Health Policy and Planning | 2017
Zaeem Haq; Assad Hafeez; Shamsa Zafar; Abdul Ghaffar
&NA; Incorporating evidence is fundamental to maintaining the general acceptance and efficiency in public policies. In Pakistan, different actors—local and global—strive to facilitate the development of evidence‐informed health policies. Effective involvement however, requires knowledge of the country‐context, i.e. knowing the intricacies of how policies are formulated in Pakistan. Obtaining this knowledge is one of the key steps to making interventions impactful. We carried out a qualitative study to explore the environment of evidence‐informed health policy in Pakistan. The study involved 89 participants and comprised three phases including: (1) literature review followed by a consultative meeting with key informants to explore the broad contours of policy formulation, (2) in‐depth interviews with participants belonging to various levels of health system to discuss these contours and (3) a roundtable with experts to share and solidify the findings.

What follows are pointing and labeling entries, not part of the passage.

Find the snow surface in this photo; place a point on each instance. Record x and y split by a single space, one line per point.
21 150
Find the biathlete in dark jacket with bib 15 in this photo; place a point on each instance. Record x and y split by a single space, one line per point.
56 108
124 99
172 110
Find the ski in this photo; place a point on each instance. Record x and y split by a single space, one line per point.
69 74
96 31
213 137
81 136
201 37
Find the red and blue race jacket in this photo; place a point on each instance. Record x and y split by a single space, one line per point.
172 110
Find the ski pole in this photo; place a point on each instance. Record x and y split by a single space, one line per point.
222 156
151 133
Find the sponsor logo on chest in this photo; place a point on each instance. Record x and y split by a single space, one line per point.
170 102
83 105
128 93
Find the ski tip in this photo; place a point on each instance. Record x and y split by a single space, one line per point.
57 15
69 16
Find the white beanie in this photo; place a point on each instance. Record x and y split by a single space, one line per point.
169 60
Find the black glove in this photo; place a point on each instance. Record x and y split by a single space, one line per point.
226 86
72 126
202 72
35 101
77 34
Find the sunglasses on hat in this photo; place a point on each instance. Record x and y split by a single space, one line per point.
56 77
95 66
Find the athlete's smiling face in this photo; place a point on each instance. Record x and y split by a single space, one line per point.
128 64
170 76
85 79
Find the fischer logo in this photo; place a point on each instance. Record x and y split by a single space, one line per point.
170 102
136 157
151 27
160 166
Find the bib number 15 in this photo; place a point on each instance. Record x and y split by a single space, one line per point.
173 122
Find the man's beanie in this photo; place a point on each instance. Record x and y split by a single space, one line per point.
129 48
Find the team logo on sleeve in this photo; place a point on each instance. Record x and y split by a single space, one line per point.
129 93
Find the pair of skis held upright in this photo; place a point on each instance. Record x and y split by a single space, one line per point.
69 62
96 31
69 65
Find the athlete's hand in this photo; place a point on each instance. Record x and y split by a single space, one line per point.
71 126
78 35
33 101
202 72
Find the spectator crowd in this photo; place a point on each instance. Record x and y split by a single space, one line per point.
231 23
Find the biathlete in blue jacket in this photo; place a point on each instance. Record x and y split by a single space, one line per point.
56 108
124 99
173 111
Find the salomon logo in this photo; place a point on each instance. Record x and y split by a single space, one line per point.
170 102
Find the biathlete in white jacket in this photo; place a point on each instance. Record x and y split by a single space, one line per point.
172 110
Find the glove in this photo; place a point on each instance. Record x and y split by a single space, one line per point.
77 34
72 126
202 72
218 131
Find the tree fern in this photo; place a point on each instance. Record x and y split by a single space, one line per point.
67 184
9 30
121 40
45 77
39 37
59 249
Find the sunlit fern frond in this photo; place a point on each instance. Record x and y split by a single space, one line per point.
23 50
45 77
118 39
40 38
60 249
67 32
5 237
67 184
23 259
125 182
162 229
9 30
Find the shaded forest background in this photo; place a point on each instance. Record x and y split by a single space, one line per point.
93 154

Policy development is a slow, non‐linear process with variable room for incorporation of evidence. Political actors dominate decisions that impact all aspects of policy, i.e. context, process and content. Research contributions are mostly influenced by the priorities of donor agencies—the usual proponents and sponsors of the generation of evidence. Since the devolution of health system in 2012, Pakistans provinces continue to follow the same processes as before 2012, with little capacity to generate evidence and incorporate it into health policy. This study highlights the non‐systematic, nearly ad hoc way of developing health policy in the country, overly dominated by political actors. Health advocates need to understand the policy process and the actors involved if they are to identify points of impact where their interaction with policy brings the maximum leverage. Moreover, an environment is needed where generation of data gains the importance it deserves and where capacities are enhanced for communicating and understanding evidence, as well as its incorporation into policy.